I made my choice. I’ll update you here on my adventures in La La Land when there’s significant progress to report. In the mean time, I’ll leave you with a quote from my favorite acceptance speech from last night. It came from Michael Giacchino, composer of the Best Original Score for Up: “If you want to be creative, get out there and do it. It’s not a waste of time.”

Dan Margules is a Los Angeles based screenwriter. His award-winning short film, Begleiter, is available in a Special Edition from Amazon.com or happy-the-dog.com. He also co-founded, and was president of, San Diego Filmmakers.


Comments

If you can do it, I'd try it

rullrich's picture

This is truly an age-old question.  For me, if you can pull it off, I think you should make the move to LA.  It's just all the networking opportunities and spur-of-the-moment opportunities that can serendipitously occur.

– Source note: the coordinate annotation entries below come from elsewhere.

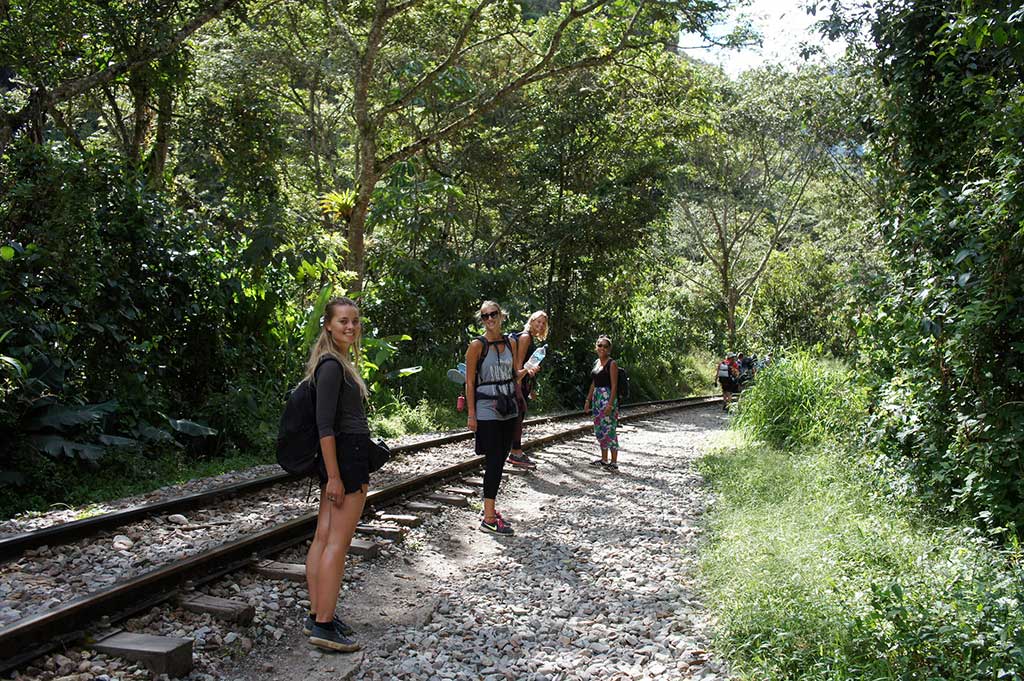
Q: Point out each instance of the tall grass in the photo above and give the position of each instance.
(801, 399)
(815, 573)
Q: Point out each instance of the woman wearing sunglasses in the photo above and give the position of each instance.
(492, 408)
(604, 396)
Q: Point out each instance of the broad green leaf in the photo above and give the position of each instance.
(189, 427)
(60, 416)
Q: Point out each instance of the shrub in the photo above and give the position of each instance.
(802, 398)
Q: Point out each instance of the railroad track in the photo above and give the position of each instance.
(37, 634)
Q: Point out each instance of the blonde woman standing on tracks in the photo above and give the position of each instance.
(604, 396)
(535, 330)
(344, 471)
(491, 402)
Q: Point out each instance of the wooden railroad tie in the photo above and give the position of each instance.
(161, 654)
(398, 518)
(465, 492)
(223, 608)
(423, 507)
(275, 570)
(450, 500)
(393, 533)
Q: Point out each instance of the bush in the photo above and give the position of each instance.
(815, 573)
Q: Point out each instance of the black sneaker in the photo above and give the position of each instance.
(522, 461)
(327, 636)
(339, 624)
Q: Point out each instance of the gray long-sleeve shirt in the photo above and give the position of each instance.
(339, 402)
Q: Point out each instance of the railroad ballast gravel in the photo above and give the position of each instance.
(598, 583)
(43, 579)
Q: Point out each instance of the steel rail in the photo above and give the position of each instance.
(33, 636)
(13, 546)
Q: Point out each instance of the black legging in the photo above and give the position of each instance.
(494, 439)
(524, 389)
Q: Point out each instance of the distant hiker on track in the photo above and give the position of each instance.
(492, 407)
(344, 472)
(727, 375)
(535, 330)
(603, 395)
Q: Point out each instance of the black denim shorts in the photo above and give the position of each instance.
(352, 461)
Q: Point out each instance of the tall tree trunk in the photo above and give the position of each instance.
(158, 156)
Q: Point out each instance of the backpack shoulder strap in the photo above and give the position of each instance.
(320, 363)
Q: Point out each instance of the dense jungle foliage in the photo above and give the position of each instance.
(181, 182)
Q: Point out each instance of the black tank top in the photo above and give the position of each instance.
(602, 376)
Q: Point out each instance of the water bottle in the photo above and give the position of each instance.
(537, 357)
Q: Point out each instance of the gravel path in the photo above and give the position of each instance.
(45, 578)
(599, 583)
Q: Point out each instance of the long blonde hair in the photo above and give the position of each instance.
(325, 345)
(527, 328)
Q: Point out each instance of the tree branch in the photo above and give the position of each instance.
(44, 99)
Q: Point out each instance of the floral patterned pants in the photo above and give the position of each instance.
(604, 426)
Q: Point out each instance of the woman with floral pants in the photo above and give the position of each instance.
(603, 395)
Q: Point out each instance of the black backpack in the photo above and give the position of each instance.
(505, 402)
(298, 437)
(624, 382)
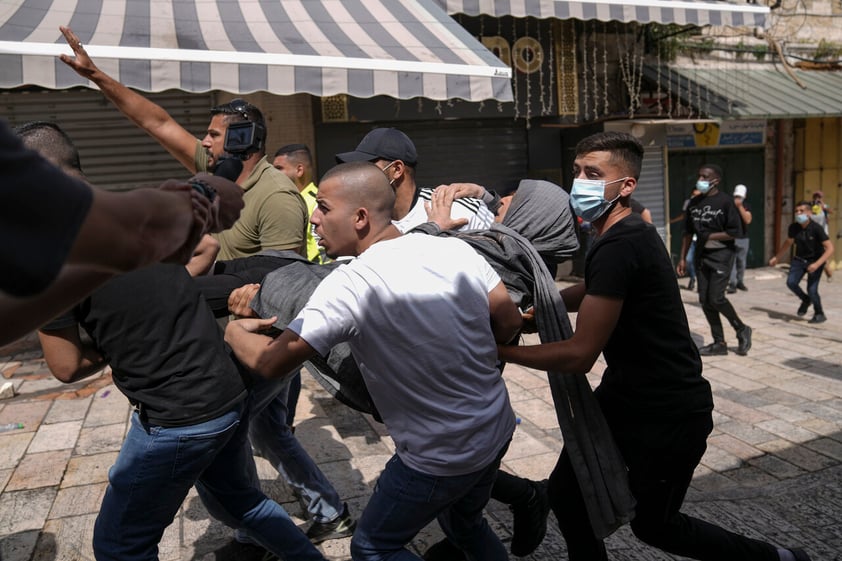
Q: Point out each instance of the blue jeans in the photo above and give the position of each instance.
(797, 270)
(406, 500)
(156, 468)
(272, 439)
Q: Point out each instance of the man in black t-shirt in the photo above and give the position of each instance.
(189, 426)
(812, 250)
(713, 218)
(167, 355)
(658, 408)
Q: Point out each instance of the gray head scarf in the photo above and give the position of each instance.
(540, 212)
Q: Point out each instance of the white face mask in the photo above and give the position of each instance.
(587, 197)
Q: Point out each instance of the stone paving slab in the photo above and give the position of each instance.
(773, 468)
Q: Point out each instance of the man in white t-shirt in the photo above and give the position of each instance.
(421, 315)
(394, 153)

I'm calling telepathy on this one.

Audrey Brown's picture

It's like you can hear what my partner and I have been asking ourselves lately, our annual question. To move or not to move? Thanks for talking about this, it helps to hear what other people's experiences have been. Also, funny story, I went to a screenwriting event in October and sat at a lunch table with director of the short film KAVI, who I randomly saw on the Oscars last night having NO idea he was nominated until the moment I saw the film announced. (Bad job on my part looking into the nominees.) I sat right next to him for over an hour eating a sandwich last October and just chatting, and looking back on it, it's simultaneously exhilarating and demystifying. Exciting that I can say I sat next to an Academy Award Nominee, and comforting to know that nominees are just like the rest of us. (Only far more skilled than I, haha!)